Nichts desto weniger haben ihre freigesetzten Energien die Revolution ermöglicht, auch wenn das wahrscheinlich in dieser Form gar nicht ihre Absicht war.
 
Und das spielte, würde ich meinen durchaus eine Rolle dabei einen so großen politischen Druck aufzubauen, dass es in den Systemumsturz führte, weil sich bis auf den Adel die Masse der Bevölkerung darin einig gewesen sein dürfte, dass es so wie bisher nicht weitergehen konnte, allerding dabei extrem unterschiedliche Vorstellungen davon gehabt haben dürfte, wo man eigentlich hinwollte.

Das es aus den Reihen der bäuerlichen Bevölkerung große Unzufriedenheit gab, will ich nicht bestreiten. Dies kann man auch aus den Cahier de doléances heraus lesen. Aber das findet man auch aus den Beschwerdeschriften der Seeleninstruktion im Habsburgerreich in den 1760er Jahren. Dort kam es auch in Böhmen 1771/72 zu Bauernaufständen. Da man merkte, dass sich trotz der Beschwerden nichts wirklich ändert. Dazu muss man aber sagen, dass es eben nur in Böhmen zu Aufständen kam. Denn Böhmen war in einer besonderen Notlage. Da das Land im Siebenjährigen Krieg schwer in Mitleidenschaft gezogen wurde und auch Jahre danach noch das pure Elend herrschte.
Womöglich wäre es auch in Frankreich zu Bauernaufständen gekommen. Es ist ja auch zu welchen gekommen in der Vendée, in der Bretagne usw. Aber eben gegen das neue revolutionäre Regime.

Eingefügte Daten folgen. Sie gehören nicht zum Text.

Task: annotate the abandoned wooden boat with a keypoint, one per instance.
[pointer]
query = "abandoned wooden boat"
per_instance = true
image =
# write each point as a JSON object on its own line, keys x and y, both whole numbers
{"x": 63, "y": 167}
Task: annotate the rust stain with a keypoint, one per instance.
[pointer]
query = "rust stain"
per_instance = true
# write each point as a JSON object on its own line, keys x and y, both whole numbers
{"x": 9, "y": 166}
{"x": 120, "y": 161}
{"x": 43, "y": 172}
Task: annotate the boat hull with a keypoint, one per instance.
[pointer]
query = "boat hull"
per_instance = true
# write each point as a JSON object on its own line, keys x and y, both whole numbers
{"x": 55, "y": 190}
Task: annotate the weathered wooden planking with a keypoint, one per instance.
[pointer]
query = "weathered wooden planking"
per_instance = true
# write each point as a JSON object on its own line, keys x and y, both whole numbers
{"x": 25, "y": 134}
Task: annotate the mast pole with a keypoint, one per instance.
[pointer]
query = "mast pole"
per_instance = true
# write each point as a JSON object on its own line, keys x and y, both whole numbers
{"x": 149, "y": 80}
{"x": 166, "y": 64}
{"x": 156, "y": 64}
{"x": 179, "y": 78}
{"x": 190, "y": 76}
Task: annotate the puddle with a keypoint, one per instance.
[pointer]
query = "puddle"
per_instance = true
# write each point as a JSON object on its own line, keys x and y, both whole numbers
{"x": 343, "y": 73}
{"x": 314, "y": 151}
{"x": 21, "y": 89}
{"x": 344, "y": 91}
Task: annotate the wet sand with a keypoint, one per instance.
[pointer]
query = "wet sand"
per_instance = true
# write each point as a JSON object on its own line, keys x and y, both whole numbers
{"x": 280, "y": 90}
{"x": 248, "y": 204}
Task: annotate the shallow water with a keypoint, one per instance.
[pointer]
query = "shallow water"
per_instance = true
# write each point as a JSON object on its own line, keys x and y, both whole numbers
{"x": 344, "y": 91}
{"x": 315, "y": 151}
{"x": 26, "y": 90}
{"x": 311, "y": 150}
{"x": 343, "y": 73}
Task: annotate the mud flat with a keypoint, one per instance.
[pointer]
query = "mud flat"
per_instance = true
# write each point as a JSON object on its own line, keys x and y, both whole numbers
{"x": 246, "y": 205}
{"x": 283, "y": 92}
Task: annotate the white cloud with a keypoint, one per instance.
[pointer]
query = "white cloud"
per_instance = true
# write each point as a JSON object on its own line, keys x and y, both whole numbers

Für 1789 muss man sehen, dass die Revolution nicht von den Bauern ausging. Als Hauptgrund sehe ich, dass die Reformbemühungen der 1780 Jahre als Schwäche des Staates wahrgenommen wurden und der drohende Staatsbankrott, denn man nun eingestehen musste, nun als Scheitern der bisherigen Ordnung aufgefasst wurde. Wichtig ist auch, dass es ein ideologisches Fundament für den Regime Change gab. Eben in der Aufklärung, vor allem in Contrat social von Jean-Jacques Rousseau. Das dürfte die Massen nicht erreicht haben, sicher nicht. Aber es gab denn neuen revolutionären Eliten ein Fundament, von dem sie aus, mit großem Selbstbewusstsein und Überzeugungskraft heraus auftreten konnten. Dies waren meiner Meinung nach die Hauptursachen der Revolution. Keine Hungerrevolte.